B巣の出入り口が荒らされていた 下の昨日の写真と見比べるとよく分かる 8時1分撮影

昨日の同じ場所の写真 5月11日13時33分撮影

この近くの他の巣穴も荒らされているようです。いったい何者の仕業なのでしょうか。
確言はできませんが、掘り起こされた穴の様子から大きめの鳥のように思えます。おそらくカラスなのでしょう。この様子を発見する直前に、2羽のカラスが、少し離れたところからでしたが飛び立ちました。B巣の近くのイチゴの実がもぎ取られてもいました。

夕刻になって、更にC巣にも異変があることに気づきました。

c巣の様子 2ヶ所大きく掘られている 17時20分撮影

上の写真の左右の2ヶ所が掘られていました。
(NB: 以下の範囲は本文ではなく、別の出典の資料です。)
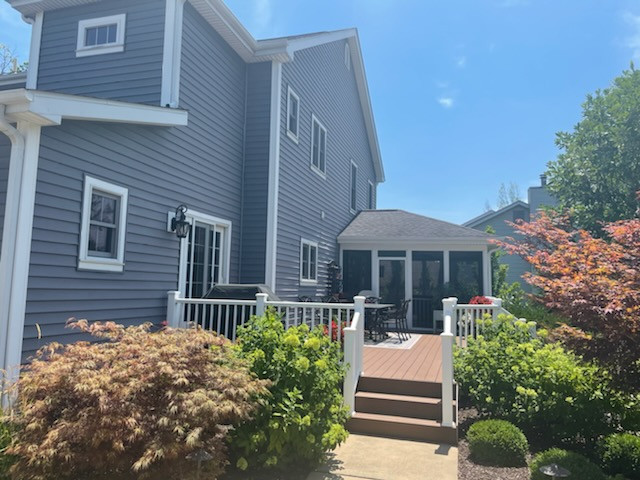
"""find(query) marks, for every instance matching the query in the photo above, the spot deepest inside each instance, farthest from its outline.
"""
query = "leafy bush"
(7, 432)
(497, 442)
(304, 416)
(134, 406)
(620, 454)
(581, 468)
(509, 375)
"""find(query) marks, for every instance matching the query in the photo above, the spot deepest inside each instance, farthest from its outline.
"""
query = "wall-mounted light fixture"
(179, 223)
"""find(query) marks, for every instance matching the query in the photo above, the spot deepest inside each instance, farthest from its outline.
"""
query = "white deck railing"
(340, 320)
(461, 322)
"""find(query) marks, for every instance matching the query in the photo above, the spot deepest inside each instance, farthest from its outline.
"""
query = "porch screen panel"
(356, 271)
(466, 275)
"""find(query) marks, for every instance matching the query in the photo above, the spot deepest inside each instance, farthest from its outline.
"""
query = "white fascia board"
(52, 108)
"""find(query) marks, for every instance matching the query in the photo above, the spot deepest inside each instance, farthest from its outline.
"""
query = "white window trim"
(118, 46)
(371, 199)
(86, 261)
(290, 134)
(194, 216)
(309, 281)
(351, 207)
(323, 174)
(347, 55)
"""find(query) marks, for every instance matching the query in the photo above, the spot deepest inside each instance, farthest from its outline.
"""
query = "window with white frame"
(97, 36)
(308, 261)
(293, 115)
(318, 146)
(353, 197)
(104, 220)
(347, 56)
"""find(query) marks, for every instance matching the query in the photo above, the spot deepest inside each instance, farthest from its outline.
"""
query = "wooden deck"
(421, 362)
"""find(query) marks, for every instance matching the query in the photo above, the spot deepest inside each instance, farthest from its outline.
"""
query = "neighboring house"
(539, 197)
(129, 110)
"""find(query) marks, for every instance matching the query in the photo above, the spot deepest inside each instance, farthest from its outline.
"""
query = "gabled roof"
(280, 49)
(385, 225)
(474, 222)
やはり、くちばしのようなもので掘られたように見えます。こちらもカラスの仕業なのでしょうか。

カラスがクロオオアリの巣を襲ったのだとすれば、これは初耳です。巣を襲えば、巣の中からクロオオアリがたくさん出てくるでしょうから、効率的にアリを食べることもできるでしょう。2ヶ所のアリの巣を襲ったのが、いずれもカラスだとすれば、カラスのこれらの行為は、単なるいたずらか、アリを食べることが目的の行為であったのではないかと思われます。カラスには、そのような習性があるのかも知れません。

いよいよ結婚飛行の季節

いよいよクロオオアリの新女王アリの旅立ちの季節が訪れたようです。
今日は暑い日になり、岡山市で最高気温が26.6℃でした。昨日は終日曇で、その前日には雨が降りました。
さて、庭の中で最も大きなコロニーと思われるB巣のクロオオアリたちは、この間盛んに活動を行っていましたが、巣口は大きくはない状態でした。ところが、今日になって巣口が広げられていました。

いくつか巣口があるが 左にある巣口が特に大きい 11時33分撮影

左側の巣口を拡大 中央左の頭部が大きい個体は新女王アリ? 中央右の頭部が小さい個体は雄アリ!

巣口を広げるのは、結婚飛行を行う時期の特徴です。結婚飛行が間近に迫ってきたことが分かります。
自宅の近くにある塚山公園にも行ってみました。この公園には3日前の5月8日にも行っています。この時、すでに巣口が大きく拡張されているクロオオアリの巣がありました。

巣口がかなり大きいが、羽アリの姿はなく、働きアリもほとんど見られなかった 5月8日15時13分撮影

今日見た同じ巣口にも、3日前と同じく、羽アリの姿はなく働きアリの姿もほとんどありませんでした。

5月11日 15時27分撮影

自宅のB巣を午後5時頃見ると、たくさんのアリが巣口に集まっていました。

雄アリがはっきり写っている 17時3分

翅のある新女王アリが写っている 17時8分

今日は、巣口から外へ出てくる羽アリはなく、結婚飛行は行われませんでした。